December 7, 2021

Green Industry

Joaquin Phoenix, Billie Eilish Join Call To Send Pardoned Turkeys To Sanctuary


A flock of celebrities ― including the famously vegan Billie Eilish, Rooney Mara and Joaquin Phoenix ― have added their names to a petition asking President Joe Biden to send this year’s “pardoned” Thanksgiving turkeys to an animal sanctuary.

“We have petitioned past presidents to release the pardoned turkeys to one of [our] sanctuaries with no success, so this year we’re hoping that having so many high-profile celebrities also making the request will help bring attention to the issue and help make it happen,” Farm Sanctuary spokesperson Meredith Turner-Smith told HuffPost in an email.

Joaquin Phoenix (left) and Celeborn, a turkey living at Farm Sanctuary.
Joaquin Phoenix (left) and Celeborn, a turkey living at Farm Sanctuary.

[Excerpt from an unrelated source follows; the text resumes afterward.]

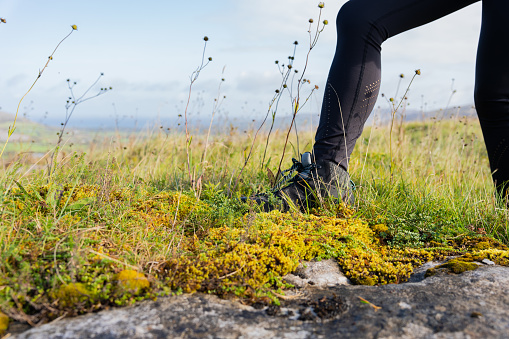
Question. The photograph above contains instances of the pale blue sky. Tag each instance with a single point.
(148, 49)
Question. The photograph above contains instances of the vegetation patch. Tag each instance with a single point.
(75, 250)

Vianney Le Caer/Invision/AP and Denise McCarthy/Farm Sanctuary

The nonprofit runs a sanctuary in New York state and one in California for animals like pigs, cows, chickens, sheep and of course, turkeys. The organization says it can offer a better home than petting zoos or college poultry science departments, where it maintains they are “likely not cared for as individuals with unique personalities, emotions, needs, and preferences.”

Celebs who signed on also include Margaret Cho, Ricky Gervais, Natasha Lyonne and Dave Bautista, who recently made headlines after vowing to find the person who abused a puppy before the actor adopted her.

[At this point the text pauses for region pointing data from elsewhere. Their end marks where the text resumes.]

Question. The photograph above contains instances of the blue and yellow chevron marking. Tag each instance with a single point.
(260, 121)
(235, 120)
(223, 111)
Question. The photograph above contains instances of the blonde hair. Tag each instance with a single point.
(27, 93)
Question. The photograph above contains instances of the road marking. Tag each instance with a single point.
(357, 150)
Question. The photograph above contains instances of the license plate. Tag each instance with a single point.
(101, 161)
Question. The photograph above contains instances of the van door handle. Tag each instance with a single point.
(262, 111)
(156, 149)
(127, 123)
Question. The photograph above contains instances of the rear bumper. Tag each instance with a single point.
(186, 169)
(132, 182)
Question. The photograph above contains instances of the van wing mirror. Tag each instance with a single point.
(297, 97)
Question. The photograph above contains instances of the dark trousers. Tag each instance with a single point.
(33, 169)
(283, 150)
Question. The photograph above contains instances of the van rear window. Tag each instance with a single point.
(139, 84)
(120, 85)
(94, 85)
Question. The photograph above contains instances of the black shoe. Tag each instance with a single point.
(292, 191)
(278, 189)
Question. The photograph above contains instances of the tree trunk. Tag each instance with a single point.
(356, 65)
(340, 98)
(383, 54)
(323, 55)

What most people now call the “turkey pardon” is technically named the National Thanksgiving Turkey Presentation, which dates back to 1947 as a ceremony involving the poultry industry giving two turkeys to the presidential family.

First lady Melania Trump (right), President Donald Trump and Corn the turkey at the 2020 turkey pardon.
First lady Melania Trump (right), President Donald Trump and Corn the turkey at the 2020 turkey pardon.

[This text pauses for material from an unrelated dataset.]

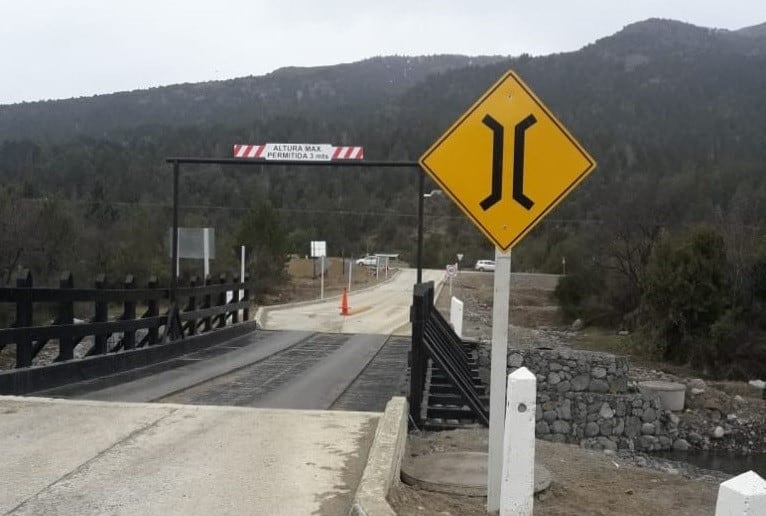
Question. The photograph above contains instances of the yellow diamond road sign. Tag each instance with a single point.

MANDEL NGAN/AFP via Getty Images

Sometimes the birds were eaten, and other times presidents or first ladies would send them to farms or children’s attractions. But the modern turkey pardon people recognize today officially started under George H.W. Bush, who in 1989 announced during the presentation that the “fine tom turkey” was “presented a presidential pardon as of right now.”

President George H.W. Bush and Shannon Duffy, 8, of Fairfax, Virginia, with a turkey at the National Thanksgiving Turkey Presentation. This turkey ultimately went to Frying Pan Park in Virginia.
President George H.W. Bush and Shannon Duffy, 8, of Fairfax, Virginia, with a turkey at the National Thanksgiving Turkey Presentation. This turkey ultimately went to Frying Pan Park in Virginia.

AP Photo/Marcy Nighswander

Since then, pardonee destinations have included farms, zoos, educational institutions, George Washington’s Mount Vernon and even Disney World and Disneyland. Their remaining lifespans are often short, with many dying within a few months to a year later. (Though last year’s turkeys, Corn and Cob, are still alive and gobbling at Iowa State University.) A big issue is that modern turkeys are bred to put on a huge amount of weight quickly, which takes a major toll on their health.

To help deal with that problem, Farm Sanctuary gives its turkeys a low-fat, high-fiber diet, its president, Gene Baur, told The Atlantic during a prior plea to take the turkeys back in 2009. However, they do get one big cheat day every year when they can cut loose and feast ― Thanksgiving.